At least Ryanair don't strike... Iberia is striking again at Christmas,


----------



## stevec2x (Mar 24, 2012)

We like Ryanair - they can actually be very helpful in some ways. My missus is diabetic and needs to keep her insulin to hand - she rang their helpline and they granted her another 10 kilos in hand luggage to deal with it! She was only asking for her handbag! They challenged her at Prestwick airport, but she waived the paper permit triumphantly at them!

btw - has anybody else noticed the way the captain tells everybody to sit down and put their seat-belts on because there's turbulence coming up - there's never any actual turbulence, but it means that the captain doesn't have to queue for the toilet! Maybe it's the same with other airlines, but I only ever noticed on Ryanair.


----------



## Navas (Sep 2, 2012)

stevec2x said:


> btw - has anybody else noticed the way the captain tells everybody to sit down and put their seat-belts on because there's turbulence coming up - there's never any actual turbulence, but it means that the captain doesn't have to queue for the toilet! Maybe it's the same with other airlines, but I only ever noticed on Ryanair.


I've noticed this with Germanwings as well as Ryanair (I fly to Germany regularly), only they don't say anything about turbulence.


----------



## carlnotts (Sep 13, 2012)

Today I read with interest the bad news for anyone holding a Ryanair cash passport, the passport MasterCard cash passport which cost £6 allowed holders to avoid paying the £6 admin fee when booking flights at Ryanair.com.

As of the 1st of December 2012 this will no longer be the case and the £6 admin fee will now be included in the price you see for the flight when booking, the £6 fee is charged each way if booking a return.

The news are quoting the following:

One year on and the budget airline has announced that it ‘regrets to inform [cardholders] that, as a result of decisions by the UK Office of Fair Trading, Ryanair Cash Passport card users will no longer benefit from avoiding the £6 admin fee for transactions made on Ryanair.com.

Anyone who holds a cash passport with funds on the card I understand that you are not able to simply withdraw the funds but will have to spend them in the normal way & pay the admin cost.

Whether its the UK Office of fair trading or Ryanair who have made this decision, yet again it's another SLAP in the face for the general public / passenger who yet again have to pay more.

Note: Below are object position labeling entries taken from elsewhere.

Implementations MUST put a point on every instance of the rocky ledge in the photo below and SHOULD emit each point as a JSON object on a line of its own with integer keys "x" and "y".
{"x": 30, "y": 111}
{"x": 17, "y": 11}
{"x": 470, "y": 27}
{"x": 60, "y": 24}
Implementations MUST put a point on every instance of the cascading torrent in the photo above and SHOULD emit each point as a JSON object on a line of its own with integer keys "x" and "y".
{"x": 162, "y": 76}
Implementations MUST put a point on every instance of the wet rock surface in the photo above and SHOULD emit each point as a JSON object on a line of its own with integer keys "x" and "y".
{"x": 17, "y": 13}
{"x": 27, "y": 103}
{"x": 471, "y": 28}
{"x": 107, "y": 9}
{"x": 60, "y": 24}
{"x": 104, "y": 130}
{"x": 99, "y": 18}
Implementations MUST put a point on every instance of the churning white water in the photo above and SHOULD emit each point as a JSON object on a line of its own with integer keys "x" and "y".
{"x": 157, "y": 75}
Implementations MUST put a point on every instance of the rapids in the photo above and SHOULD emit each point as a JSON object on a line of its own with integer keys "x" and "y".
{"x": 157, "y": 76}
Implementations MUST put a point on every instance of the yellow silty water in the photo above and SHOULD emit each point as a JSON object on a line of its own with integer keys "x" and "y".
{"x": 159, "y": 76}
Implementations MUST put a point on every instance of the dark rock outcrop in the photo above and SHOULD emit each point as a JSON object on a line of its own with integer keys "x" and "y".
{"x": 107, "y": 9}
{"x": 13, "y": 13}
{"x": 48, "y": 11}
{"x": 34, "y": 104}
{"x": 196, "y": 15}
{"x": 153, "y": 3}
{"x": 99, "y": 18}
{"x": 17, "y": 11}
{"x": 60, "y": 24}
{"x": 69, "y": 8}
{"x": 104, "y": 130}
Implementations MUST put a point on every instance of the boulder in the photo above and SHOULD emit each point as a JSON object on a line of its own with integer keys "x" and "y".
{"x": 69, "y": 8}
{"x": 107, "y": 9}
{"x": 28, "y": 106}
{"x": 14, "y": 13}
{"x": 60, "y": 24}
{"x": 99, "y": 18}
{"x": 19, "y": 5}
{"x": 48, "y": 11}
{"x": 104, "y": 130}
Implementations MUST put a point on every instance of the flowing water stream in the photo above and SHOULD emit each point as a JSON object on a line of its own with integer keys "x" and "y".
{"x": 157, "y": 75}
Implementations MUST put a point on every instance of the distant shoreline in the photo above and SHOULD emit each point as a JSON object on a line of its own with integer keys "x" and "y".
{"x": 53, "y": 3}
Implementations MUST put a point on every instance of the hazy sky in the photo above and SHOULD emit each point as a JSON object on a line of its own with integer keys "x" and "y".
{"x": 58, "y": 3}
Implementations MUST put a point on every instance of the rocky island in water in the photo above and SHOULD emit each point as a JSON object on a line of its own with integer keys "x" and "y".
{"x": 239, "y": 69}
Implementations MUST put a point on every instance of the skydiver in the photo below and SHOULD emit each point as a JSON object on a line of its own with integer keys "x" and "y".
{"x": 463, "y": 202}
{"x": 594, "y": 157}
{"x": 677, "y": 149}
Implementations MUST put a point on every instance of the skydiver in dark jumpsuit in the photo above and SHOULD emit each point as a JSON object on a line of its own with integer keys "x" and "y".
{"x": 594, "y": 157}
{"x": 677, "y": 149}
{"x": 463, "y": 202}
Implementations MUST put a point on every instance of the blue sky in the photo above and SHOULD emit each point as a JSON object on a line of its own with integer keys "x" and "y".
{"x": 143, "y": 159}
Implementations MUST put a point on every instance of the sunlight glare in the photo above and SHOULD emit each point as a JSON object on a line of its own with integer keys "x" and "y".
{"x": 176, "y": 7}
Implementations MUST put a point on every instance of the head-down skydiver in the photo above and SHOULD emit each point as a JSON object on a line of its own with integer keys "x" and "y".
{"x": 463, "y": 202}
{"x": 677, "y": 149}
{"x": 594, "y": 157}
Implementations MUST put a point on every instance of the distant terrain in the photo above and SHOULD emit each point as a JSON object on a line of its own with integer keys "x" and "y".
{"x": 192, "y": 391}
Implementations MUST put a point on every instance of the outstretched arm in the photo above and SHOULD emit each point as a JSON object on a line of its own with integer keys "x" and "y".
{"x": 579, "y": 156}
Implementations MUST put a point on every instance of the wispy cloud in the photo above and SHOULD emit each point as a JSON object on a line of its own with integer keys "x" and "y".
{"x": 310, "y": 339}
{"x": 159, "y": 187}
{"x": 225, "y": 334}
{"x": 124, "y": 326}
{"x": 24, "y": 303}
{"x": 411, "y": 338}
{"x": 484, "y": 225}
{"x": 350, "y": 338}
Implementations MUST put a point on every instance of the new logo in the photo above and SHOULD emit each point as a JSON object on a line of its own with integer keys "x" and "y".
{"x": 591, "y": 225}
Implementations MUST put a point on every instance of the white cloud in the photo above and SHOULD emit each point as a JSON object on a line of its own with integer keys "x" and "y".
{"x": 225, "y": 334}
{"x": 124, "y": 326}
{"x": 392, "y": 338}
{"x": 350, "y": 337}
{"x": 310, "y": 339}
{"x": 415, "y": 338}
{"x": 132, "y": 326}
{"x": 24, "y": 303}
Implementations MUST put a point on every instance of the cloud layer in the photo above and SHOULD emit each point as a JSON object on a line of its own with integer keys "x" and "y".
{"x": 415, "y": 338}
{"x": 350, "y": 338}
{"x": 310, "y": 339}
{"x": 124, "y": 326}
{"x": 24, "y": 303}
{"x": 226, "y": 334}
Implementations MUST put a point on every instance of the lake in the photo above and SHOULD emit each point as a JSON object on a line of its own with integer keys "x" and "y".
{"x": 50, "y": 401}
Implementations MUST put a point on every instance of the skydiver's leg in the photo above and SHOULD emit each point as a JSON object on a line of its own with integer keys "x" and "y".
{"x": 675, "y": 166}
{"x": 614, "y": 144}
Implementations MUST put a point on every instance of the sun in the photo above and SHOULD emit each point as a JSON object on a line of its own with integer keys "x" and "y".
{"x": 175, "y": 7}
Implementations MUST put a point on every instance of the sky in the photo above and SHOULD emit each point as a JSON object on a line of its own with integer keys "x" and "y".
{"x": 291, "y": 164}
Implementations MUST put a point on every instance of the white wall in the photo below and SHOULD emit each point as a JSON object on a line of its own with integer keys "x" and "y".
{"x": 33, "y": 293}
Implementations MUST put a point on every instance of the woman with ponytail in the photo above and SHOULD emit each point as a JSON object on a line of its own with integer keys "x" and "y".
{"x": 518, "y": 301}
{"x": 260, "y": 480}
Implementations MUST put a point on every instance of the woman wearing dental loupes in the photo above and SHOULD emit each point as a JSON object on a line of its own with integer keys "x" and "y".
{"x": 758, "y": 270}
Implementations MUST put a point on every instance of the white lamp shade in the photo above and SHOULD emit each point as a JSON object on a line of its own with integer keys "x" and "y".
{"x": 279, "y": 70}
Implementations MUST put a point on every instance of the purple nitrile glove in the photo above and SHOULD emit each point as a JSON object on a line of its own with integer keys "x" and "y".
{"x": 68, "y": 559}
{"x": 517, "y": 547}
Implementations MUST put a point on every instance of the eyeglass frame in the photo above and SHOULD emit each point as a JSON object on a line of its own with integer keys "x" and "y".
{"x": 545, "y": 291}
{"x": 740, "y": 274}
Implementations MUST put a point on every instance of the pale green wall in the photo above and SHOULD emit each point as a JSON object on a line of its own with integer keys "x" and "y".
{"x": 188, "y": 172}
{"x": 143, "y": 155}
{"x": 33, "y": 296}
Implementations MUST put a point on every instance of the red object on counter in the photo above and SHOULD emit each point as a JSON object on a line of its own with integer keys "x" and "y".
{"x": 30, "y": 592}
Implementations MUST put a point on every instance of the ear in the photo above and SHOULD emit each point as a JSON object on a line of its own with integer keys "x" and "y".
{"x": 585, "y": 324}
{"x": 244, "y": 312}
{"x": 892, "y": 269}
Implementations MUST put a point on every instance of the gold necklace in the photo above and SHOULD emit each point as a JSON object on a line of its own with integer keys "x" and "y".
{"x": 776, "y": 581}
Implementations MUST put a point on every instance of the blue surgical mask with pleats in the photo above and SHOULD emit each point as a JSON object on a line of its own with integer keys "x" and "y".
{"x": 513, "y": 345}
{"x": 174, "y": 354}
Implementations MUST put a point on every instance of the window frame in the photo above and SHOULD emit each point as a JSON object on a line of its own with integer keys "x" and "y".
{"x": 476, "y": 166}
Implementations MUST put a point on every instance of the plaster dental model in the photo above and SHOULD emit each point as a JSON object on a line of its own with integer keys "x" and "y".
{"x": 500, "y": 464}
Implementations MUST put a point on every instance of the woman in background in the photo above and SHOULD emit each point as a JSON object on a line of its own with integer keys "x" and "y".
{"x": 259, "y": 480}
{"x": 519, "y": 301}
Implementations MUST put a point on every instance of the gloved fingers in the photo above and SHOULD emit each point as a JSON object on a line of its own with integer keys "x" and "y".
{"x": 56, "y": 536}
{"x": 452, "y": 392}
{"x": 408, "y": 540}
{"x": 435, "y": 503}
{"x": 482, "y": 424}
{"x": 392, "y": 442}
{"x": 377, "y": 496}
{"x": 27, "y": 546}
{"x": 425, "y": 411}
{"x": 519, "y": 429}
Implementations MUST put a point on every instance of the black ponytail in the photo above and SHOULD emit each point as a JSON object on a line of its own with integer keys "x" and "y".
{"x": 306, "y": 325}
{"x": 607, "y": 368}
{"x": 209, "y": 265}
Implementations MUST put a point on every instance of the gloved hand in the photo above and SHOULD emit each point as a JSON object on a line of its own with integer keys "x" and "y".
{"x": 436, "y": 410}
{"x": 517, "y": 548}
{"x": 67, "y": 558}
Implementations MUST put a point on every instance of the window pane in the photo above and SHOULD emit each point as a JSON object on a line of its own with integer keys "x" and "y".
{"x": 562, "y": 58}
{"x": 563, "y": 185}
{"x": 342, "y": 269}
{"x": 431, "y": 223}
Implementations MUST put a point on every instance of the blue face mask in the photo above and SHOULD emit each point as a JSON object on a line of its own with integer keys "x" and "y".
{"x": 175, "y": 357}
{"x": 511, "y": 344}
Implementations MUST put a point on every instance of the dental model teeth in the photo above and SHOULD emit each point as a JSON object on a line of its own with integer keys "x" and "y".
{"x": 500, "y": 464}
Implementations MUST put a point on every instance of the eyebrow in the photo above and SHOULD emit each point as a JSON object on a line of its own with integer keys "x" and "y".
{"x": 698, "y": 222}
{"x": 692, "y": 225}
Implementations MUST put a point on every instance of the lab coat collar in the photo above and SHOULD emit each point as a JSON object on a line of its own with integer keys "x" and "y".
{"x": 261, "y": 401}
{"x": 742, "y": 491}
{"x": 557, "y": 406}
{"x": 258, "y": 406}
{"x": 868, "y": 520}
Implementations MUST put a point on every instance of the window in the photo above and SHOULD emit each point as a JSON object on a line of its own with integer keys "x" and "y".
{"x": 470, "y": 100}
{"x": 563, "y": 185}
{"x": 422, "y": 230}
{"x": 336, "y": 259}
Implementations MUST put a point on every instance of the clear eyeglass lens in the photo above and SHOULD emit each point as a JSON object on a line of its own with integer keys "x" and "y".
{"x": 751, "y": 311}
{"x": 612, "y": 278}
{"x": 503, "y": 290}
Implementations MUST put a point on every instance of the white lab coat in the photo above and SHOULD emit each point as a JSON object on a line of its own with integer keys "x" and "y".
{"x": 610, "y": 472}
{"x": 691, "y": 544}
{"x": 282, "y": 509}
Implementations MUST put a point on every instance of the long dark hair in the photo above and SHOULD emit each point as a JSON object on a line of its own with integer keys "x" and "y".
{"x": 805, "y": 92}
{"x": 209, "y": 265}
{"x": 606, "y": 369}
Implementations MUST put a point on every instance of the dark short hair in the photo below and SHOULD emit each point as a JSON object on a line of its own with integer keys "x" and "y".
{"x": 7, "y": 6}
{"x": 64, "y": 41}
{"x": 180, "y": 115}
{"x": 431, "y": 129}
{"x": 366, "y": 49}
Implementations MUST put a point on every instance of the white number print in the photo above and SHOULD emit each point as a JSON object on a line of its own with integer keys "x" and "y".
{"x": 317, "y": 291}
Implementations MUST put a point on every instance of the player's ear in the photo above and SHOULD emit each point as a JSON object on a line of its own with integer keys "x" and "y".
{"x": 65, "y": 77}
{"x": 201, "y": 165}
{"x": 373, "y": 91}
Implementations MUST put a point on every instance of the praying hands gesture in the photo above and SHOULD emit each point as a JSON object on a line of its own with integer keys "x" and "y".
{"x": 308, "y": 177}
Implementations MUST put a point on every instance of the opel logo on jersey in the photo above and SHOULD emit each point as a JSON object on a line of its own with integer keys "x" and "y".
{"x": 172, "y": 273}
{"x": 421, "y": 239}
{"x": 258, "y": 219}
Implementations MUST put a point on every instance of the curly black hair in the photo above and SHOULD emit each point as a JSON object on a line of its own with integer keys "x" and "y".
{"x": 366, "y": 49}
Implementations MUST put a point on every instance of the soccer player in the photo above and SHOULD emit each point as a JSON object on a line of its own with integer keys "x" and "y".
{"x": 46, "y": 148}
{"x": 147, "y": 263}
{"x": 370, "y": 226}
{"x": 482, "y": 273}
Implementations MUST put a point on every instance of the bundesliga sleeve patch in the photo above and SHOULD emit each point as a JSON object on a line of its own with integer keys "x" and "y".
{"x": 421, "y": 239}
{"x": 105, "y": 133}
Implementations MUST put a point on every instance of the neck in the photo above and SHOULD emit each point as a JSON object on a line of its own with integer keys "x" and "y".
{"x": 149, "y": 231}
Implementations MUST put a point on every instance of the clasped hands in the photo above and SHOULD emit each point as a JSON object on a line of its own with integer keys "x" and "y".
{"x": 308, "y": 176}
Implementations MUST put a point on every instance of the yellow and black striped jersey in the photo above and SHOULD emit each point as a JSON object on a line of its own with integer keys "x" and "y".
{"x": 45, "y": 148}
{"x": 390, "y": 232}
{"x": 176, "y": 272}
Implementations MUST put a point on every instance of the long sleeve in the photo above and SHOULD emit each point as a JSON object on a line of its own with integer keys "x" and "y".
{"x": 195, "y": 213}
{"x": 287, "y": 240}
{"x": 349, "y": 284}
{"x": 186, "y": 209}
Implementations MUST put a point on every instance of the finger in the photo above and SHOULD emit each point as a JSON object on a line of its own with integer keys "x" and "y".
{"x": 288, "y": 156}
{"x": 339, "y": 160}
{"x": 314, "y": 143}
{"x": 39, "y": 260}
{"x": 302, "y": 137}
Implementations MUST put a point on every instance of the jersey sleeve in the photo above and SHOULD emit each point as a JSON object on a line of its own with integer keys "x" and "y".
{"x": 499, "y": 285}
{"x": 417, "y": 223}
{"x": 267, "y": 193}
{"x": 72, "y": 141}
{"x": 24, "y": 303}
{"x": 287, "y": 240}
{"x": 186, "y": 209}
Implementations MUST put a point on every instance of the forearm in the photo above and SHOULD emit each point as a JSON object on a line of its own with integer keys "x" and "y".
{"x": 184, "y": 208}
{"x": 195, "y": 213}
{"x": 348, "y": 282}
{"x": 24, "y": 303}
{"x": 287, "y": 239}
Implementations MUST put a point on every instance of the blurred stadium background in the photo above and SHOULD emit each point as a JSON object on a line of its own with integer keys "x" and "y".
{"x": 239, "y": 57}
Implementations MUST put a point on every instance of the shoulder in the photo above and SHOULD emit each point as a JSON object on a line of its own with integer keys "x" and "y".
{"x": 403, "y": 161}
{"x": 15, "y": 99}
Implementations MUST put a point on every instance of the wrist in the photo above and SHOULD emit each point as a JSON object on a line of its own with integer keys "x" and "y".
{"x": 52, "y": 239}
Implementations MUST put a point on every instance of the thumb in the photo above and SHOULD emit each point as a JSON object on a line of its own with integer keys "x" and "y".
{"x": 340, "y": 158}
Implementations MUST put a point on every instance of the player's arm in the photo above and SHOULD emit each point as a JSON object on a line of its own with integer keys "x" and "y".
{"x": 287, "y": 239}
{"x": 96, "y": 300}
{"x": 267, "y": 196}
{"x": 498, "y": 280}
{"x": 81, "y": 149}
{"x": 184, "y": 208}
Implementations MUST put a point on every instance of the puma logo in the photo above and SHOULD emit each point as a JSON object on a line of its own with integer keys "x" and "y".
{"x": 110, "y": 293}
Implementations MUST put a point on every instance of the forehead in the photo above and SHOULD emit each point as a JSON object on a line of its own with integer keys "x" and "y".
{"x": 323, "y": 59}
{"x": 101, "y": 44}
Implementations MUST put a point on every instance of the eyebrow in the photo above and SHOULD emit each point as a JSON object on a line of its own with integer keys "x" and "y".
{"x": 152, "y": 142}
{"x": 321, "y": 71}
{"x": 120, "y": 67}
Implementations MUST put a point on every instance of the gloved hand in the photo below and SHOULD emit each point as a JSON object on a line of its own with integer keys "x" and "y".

Sent from my iPad using ExpatForum


----------



## baldilocks (Mar 7, 2010)

carlnotts said:


> Today I read with interest the bad news for anyone holding a Ryanair cash passport, the passport MasterCard cash passport which cost £6 allowed holders to avoid paying the £6 admin fee when booking flights at Ryanair.com.
> 
> As of the 1st of December 2012 this will no longer be the case and the £6 admin fee will now be included in the price you see for the flight when booking, the £6 fee is charged each way if booking a return.
> 
> ...


Knowing Ryanair it has nothing to do with OFT, it is just another Ryanair ripoff and they are, as usual, blaming somebody else


----------



## Stuart Woodruff (Mar 21, 2012)

*Ryanair*

If Ryanair are a rip off how come they are still the cheapest budget airline available. I don't follow the logic of that remark. It is obviously a personal thing, so tunnel and clouded vision apply to the author.


----------



## Stuart Woodruff (Mar 21, 2012)

I suggest people separate fact from fiction in relation to Ryanair, and look at other carriers. Quite right. When, if they ever have, did Ryanair ever go on strike.


----------



## baldilocks (Mar 7, 2010)

Stuart Woodruff said:


> If Ryanair are a rip off how come they are still the cheapest budget airline available. I don't follow the logic of that remark. It is obviously a personal thing, so tunnel and clouded vision apply to the author.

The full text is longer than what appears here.